Figure 3.

The adaptability of MBLs to different bacterial hosts depends on the impact of protein expression on biological fitness. This model describes the adaptability of MBLs to different bacterial hosts based on the processing of their SPs (39). An MBL is confined to a narrow range of bacteria (left panel) when its expression in nonfrequent hosts causes the accumulation of toxic precursor forms (shown as green misfolded protein) in the periplasmic face of the inner membrane because of an inefficient translocation and processing that compromises the bacterial growth (bottom left panel). This toxicity correlates with an increase in the production of outer membrane vesicles (OMVs) that incorporate both the mature (folded protein) and the precursor protein (misfolded) to alleviate the envelope stress; thus acting as a vesicle-mediated detoxification mechanism. By contrast, a broad host MBL (right panel) is produced by different bacteria without fitness cost (bottom right panel). These MBLs are efficiently translocated and processed.

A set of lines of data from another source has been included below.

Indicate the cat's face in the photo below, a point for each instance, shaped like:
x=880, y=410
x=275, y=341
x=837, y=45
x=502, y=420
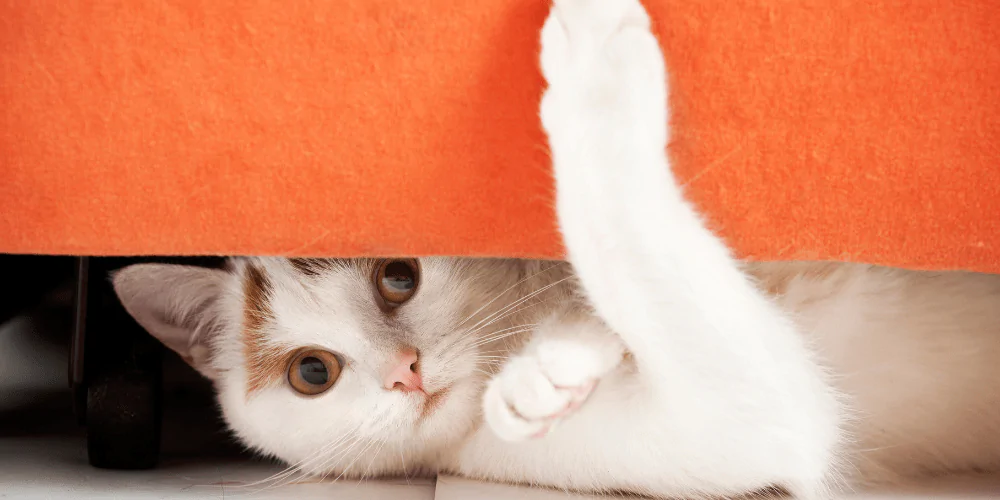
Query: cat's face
x=325, y=362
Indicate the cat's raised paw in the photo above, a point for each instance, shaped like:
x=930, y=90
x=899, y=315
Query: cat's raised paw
x=577, y=29
x=550, y=381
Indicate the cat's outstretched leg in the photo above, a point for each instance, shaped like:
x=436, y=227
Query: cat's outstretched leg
x=747, y=402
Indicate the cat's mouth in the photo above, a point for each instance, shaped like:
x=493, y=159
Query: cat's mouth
x=433, y=401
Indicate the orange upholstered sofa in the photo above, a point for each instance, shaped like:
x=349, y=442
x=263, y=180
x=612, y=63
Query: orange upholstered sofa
x=864, y=130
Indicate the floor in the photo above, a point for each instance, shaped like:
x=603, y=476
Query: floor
x=43, y=451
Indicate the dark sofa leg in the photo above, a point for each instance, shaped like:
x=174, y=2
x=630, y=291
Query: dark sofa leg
x=116, y=375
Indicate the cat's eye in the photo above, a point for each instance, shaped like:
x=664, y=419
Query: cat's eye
x=396, y=280
x=313, y=371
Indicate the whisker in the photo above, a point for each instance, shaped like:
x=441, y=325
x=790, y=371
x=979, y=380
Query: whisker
x=501, y=294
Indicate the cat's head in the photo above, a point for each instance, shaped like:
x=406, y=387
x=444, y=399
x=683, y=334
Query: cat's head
x=315, y=359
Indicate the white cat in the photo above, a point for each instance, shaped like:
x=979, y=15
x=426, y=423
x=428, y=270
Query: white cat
x=655, y=363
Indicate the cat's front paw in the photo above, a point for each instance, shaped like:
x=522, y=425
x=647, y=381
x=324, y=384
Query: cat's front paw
x=551, y=380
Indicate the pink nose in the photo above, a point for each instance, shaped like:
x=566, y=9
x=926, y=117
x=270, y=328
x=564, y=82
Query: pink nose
x=403, y=375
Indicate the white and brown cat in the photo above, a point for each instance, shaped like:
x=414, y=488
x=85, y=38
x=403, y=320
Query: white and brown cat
x=653, y=362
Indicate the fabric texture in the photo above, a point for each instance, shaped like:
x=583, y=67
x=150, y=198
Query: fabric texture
x=861, y=130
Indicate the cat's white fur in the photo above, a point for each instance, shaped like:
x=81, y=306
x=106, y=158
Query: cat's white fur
x=661, y=367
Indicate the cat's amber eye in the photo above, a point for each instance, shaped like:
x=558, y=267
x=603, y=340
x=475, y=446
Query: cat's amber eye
x=313, y=371
x=396, y=280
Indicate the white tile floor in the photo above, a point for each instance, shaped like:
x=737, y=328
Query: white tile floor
x=43, y=452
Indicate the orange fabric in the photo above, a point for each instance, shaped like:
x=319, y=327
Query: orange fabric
x=864, y=130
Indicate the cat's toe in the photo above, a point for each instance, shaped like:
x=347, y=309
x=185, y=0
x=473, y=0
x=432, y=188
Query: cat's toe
x=522, y=402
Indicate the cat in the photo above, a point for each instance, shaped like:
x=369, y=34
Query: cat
x=652, y=362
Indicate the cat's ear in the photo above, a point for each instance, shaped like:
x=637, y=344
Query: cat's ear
x=176, y=304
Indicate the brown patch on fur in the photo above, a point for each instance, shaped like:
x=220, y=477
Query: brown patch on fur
x=775, y=278
x=265, y=364
x=310, y=267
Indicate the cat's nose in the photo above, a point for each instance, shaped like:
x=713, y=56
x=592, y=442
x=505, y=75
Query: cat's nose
x=403, y=374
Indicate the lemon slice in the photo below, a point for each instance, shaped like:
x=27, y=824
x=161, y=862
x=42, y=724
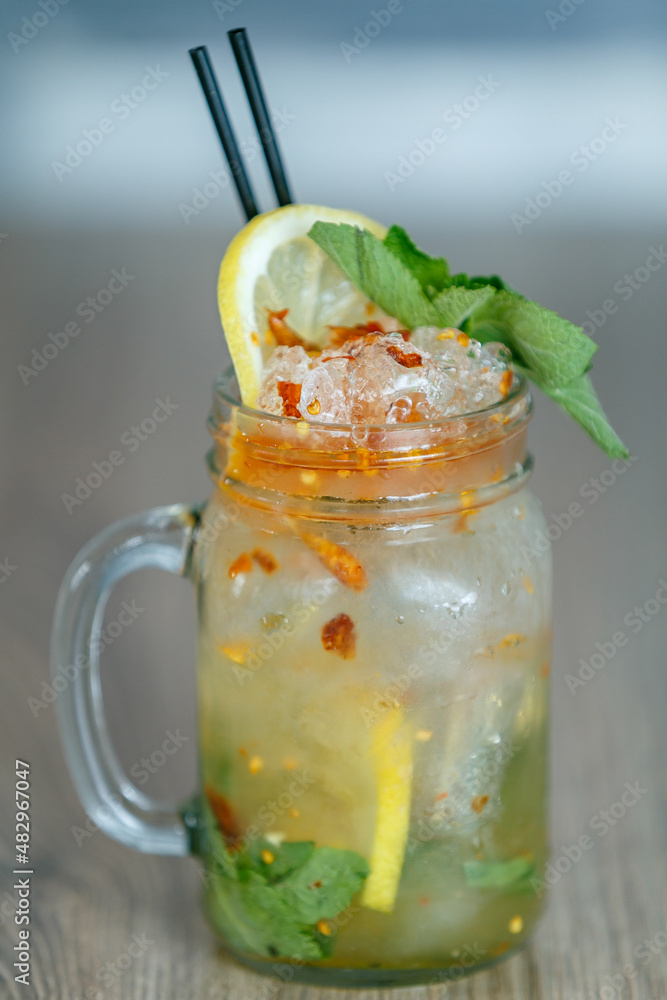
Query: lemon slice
x=271, y=264
x=392, y=755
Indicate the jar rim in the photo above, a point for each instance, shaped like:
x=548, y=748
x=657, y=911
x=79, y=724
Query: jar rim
x=302, y=466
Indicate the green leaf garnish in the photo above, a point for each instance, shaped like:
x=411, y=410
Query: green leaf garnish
x=554, y=349
x=419, y=290
x=455, y=304
x=580, y=400
x=273, y=907
x=432, y=273
x=380, y=274
x=513, y=875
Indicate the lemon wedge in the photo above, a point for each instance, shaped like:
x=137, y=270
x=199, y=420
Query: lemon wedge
x=392, y=757
x=270, y=265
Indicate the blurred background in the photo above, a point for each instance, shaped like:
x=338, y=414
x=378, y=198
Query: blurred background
x=111, y=167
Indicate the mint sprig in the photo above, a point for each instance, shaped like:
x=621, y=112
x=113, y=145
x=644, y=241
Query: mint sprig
x=513, y=875
x=274, y=908
x=419, y=290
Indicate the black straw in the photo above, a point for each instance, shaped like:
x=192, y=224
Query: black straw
x=253, y=88
x=213, y=95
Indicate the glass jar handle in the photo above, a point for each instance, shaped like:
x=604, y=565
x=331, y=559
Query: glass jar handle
x=162, y=538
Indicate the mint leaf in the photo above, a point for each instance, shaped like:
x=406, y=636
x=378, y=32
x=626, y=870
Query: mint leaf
x=374, y=269
x=285, y=933
x=325, y=884
x=420, y=291
x=272, y=907
x=432, y=273
x=287, y=856
x=580, y=400
x=514, y=874
x=552, y=347
x=455, y=304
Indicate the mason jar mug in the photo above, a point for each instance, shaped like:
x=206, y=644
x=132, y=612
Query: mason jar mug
x=374, y=648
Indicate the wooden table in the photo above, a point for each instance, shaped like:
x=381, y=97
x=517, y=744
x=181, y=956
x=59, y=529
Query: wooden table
x=161, y=337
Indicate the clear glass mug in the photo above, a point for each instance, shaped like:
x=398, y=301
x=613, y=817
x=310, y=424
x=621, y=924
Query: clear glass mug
x=374, y=652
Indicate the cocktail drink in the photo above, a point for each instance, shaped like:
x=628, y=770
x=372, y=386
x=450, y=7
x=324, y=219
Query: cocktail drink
x=373, y=672
x=374, y=614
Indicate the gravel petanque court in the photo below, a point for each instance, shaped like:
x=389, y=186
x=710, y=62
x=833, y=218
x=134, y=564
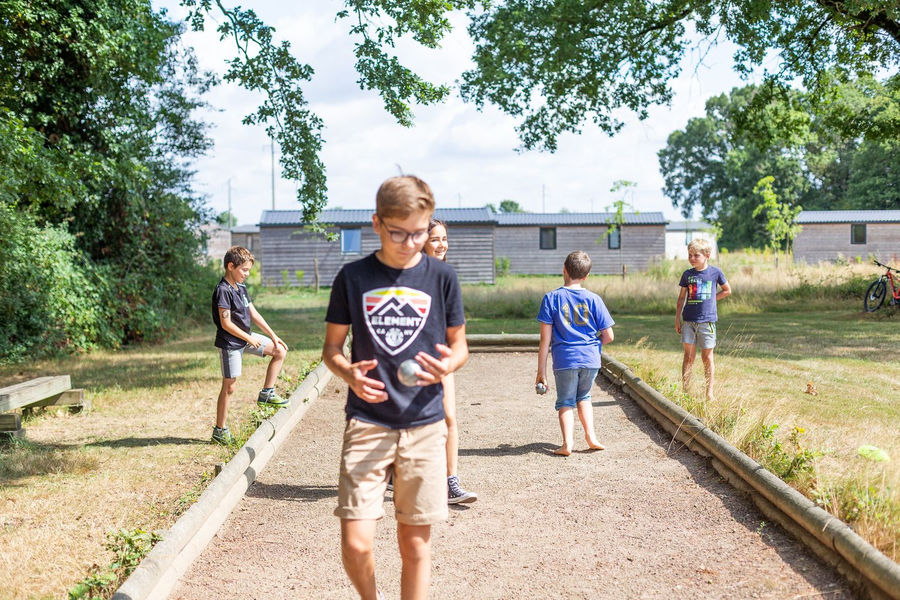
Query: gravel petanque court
x=645, y=518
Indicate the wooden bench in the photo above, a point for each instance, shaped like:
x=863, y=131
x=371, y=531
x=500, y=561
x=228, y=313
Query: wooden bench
x=43, y=391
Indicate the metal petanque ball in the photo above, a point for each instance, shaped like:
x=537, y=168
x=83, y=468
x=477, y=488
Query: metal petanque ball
x=408, y=372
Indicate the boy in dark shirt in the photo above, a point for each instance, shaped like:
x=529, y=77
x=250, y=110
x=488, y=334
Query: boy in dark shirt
x=401, y=305
x=695, y=312
x=233, y=313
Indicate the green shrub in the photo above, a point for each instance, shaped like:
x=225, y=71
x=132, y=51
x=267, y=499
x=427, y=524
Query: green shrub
x=52, y=298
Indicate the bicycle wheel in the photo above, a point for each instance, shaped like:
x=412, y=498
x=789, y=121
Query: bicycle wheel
x=875, y=296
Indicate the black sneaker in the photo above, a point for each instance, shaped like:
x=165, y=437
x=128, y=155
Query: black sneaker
x=272, y=399
x=222, y=435
x=457, y=495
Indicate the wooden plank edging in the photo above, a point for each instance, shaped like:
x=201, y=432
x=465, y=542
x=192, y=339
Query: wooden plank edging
x=169, y=559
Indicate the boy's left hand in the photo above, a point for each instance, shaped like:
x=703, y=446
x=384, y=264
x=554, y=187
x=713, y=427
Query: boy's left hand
x=434, y=369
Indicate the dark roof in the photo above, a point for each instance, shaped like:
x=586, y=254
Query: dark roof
x=544, y=219
x=689, y=226
x=363, y=216
x=807, y=217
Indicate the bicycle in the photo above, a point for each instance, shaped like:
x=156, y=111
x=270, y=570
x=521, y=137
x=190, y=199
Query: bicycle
x=878, y=290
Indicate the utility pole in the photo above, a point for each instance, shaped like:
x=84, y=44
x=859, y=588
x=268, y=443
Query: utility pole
x=272, y=146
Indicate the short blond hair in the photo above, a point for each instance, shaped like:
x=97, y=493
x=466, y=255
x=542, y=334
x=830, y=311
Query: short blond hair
x=700, y=245
x=578, y=264
x=399, y=197
x=237, y=255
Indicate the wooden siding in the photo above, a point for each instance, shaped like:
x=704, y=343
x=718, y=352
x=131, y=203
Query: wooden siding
x=291, y=249
x=641, y=245
x=829, y=241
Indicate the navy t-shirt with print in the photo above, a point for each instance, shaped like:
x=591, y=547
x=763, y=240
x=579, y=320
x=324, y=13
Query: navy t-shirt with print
x=394, y=314
x=700, y=301
x=237, y=300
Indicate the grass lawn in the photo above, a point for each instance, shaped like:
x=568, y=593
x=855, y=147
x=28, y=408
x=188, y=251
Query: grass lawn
x=141, y=456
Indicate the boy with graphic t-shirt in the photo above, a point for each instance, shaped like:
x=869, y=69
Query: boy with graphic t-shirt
x=695, y=312
x=574, y=325
x=400, y=305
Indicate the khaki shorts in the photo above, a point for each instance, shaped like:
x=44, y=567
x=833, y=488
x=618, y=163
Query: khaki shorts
x=419, y=460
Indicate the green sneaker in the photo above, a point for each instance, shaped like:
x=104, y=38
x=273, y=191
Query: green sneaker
x=272, y=399
x=222, y=435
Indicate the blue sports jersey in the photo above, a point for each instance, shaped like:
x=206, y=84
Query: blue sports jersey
x=577, y=316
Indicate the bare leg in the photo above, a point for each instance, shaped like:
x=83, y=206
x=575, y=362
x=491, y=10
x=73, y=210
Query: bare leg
x=415, y=554
x=452, y=429
x=228, y=385
x=709, y=367
x=690, y=351
x=567, y=426
x=278, y=353
x=586, y=416
x=357, y=542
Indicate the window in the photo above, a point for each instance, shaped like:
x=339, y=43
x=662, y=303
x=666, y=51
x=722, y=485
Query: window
x=351, y=241
x=614, y=239
x=548, y=238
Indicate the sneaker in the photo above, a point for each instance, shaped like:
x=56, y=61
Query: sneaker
x=222, y=435
x=457, y=495
x=272, y=399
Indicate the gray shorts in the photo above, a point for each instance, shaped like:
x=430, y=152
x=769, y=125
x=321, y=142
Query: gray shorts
x=231, y=357
x=701, y=334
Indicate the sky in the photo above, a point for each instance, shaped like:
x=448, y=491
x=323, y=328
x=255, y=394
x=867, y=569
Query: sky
x=468, y=157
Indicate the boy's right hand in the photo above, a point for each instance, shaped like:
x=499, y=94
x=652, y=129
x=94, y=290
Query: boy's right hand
x=368, y=389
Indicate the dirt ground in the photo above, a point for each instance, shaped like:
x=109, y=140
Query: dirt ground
x=643, y=519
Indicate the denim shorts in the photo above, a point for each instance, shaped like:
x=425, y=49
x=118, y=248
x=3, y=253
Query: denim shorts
x=701, y=334
x=573, y=385
x=231, y=357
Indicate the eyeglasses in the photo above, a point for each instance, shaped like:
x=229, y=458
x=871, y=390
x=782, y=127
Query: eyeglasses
x=398, y=236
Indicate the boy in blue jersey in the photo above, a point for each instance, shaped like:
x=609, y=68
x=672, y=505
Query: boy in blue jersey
x=695, y=312
x=400, y=305
x=574, y=325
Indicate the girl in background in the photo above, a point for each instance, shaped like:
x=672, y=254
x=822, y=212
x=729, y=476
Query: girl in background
x=436, y=246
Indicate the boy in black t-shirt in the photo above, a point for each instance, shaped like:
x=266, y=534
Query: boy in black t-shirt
x=401, y=305
x=696, y=314
x=233, y=313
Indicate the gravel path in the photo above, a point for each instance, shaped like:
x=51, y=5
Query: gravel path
x=642, y=519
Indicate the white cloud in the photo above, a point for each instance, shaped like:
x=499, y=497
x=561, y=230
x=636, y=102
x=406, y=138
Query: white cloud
x=467, y=156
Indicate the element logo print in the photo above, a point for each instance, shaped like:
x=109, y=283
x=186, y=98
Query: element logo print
x=395, y=316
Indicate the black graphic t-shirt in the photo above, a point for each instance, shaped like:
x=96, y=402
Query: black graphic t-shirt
x=393, y=315
x=237, y=300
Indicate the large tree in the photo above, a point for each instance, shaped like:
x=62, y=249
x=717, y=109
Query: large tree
x=97, y=96
x=555, y=63
x=816, y=159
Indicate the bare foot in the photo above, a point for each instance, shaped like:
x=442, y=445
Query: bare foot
x=595, y=445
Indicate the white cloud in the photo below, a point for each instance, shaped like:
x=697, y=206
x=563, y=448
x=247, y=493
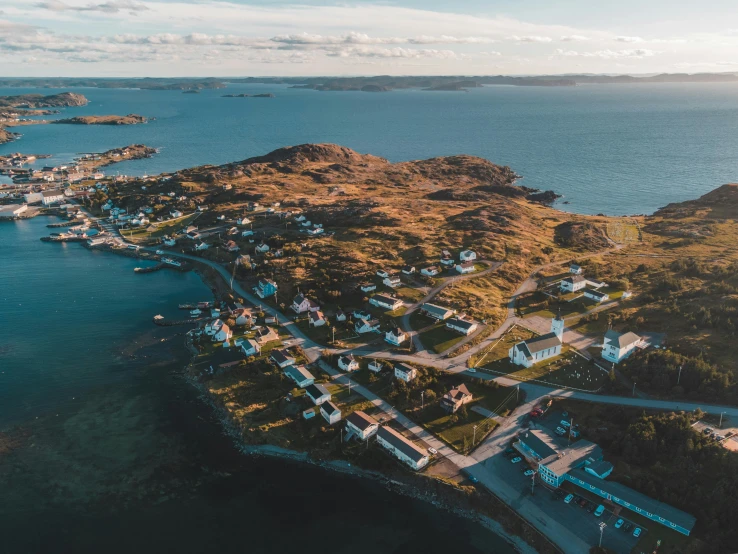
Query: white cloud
x=530, y=38
x=111, y=6
x=608, y=54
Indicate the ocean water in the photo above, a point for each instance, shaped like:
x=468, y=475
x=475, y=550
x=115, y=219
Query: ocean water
x=621, y=149
x=103, y=448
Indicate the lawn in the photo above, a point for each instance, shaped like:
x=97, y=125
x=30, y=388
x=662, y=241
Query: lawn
x=439, y=338
x=566, y=370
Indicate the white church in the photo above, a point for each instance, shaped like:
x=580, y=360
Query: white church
x=538, y=349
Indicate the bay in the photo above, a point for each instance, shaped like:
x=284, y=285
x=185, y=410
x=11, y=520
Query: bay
x=104, y=448
x=614, y=149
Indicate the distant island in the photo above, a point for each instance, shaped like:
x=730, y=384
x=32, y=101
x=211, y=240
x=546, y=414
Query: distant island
x=265, y=95
x=379, y=83
x=130, y=119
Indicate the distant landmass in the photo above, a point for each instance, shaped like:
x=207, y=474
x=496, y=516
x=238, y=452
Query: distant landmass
x=379, y=83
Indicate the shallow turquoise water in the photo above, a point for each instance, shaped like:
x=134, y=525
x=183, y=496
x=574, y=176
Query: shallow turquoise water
x=620, y=149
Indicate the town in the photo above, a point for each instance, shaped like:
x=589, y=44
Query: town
x=395, y=359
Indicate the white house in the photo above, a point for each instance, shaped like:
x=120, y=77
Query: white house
x=302, y=304
x=392, y=281
x=618, y=346
x=596, y=295
x=395, y=336
x=282, y=358
x=387, y=302
x=301, y=376
x=465, y=267
x=348, y=363
x=330, y=412
x=223, y=334
x=52, y=197
x=250, y=347
x=361, y=425
x=405, y=372
x=461, y=326
x=366, y=326
x=573, y=283
x=401, y=448
x=436, y=312
x=533, y=351
x=317, y=319
x=317, y=393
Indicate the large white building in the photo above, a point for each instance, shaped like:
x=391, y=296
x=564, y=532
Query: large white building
x=618, y=346
x=533, y=351
x=401, y=448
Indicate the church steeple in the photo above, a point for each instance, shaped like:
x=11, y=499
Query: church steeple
x=557, y=326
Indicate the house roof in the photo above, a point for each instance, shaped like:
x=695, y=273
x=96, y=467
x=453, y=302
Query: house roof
x=317, y=316
x=407, y=447
x=404, y=368
x=635, y=498
x=460, y=323
x=316, y=391
x=540, y=441
x=281, y=356
x=439, y=311
x=544, y=342
x=621, y=340
x=572, y=456
x=385, y=299
x=361, y=420
x=298, y=372
x=457, y=393
x=595, y=293
x=329, y=408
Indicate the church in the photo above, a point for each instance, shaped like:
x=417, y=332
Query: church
x=535, y=350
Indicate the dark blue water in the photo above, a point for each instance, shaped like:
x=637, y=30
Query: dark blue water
x=103, y=448
x=614, y=149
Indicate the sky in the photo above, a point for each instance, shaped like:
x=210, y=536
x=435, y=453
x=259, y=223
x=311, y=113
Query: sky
x=119, y=38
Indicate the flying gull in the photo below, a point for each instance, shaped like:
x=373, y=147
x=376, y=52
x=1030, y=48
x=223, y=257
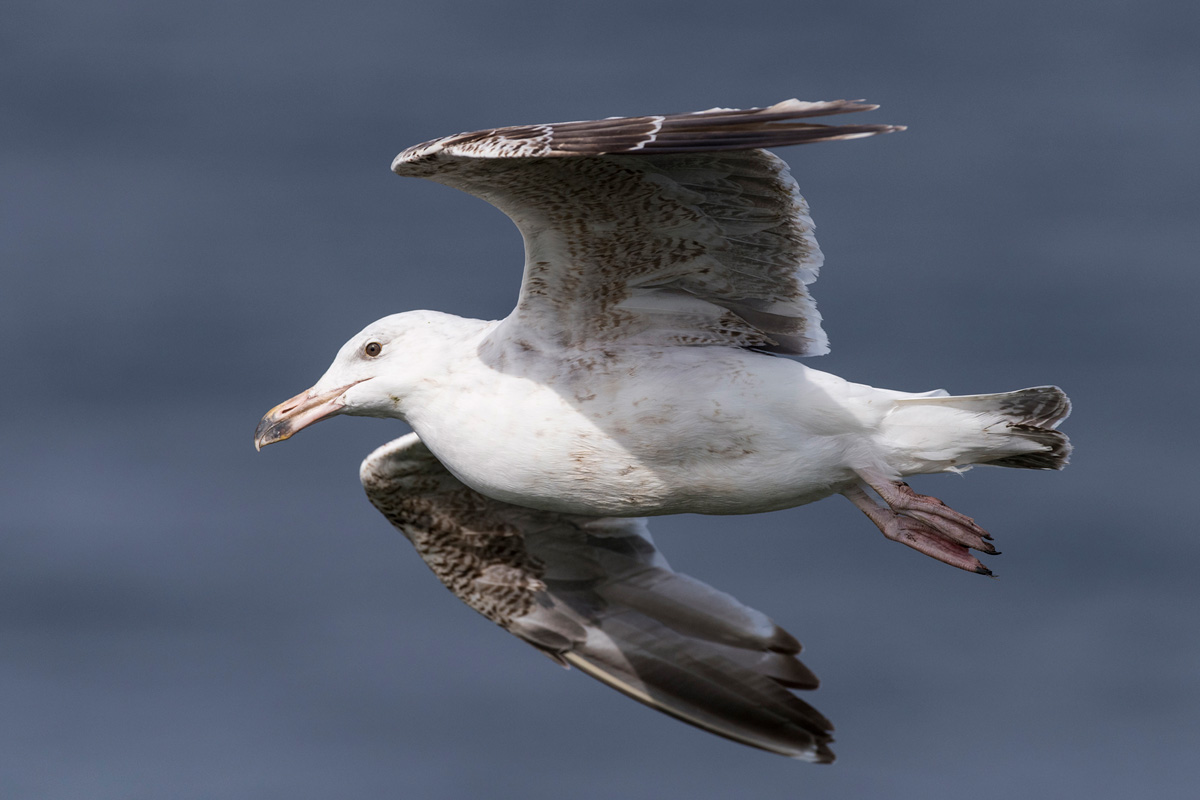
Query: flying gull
x=667, y=263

In these cases, the level of selective packaging into OMVs depends on the interaction of the MBL with the outer membrane, either by membrane anchoring (violet folded protein) or by specific electrostatic interactions (cyan folded protein) through a positively charged patch. The double-headed dashed arrow represents the binding equilibrium of soluble periplasmic MBL with the outer membrane, which favors protein packaging into OMVs. EV, cells carrying the empty vector; MBL, metallo-β-lactamase; SP, signal peptide.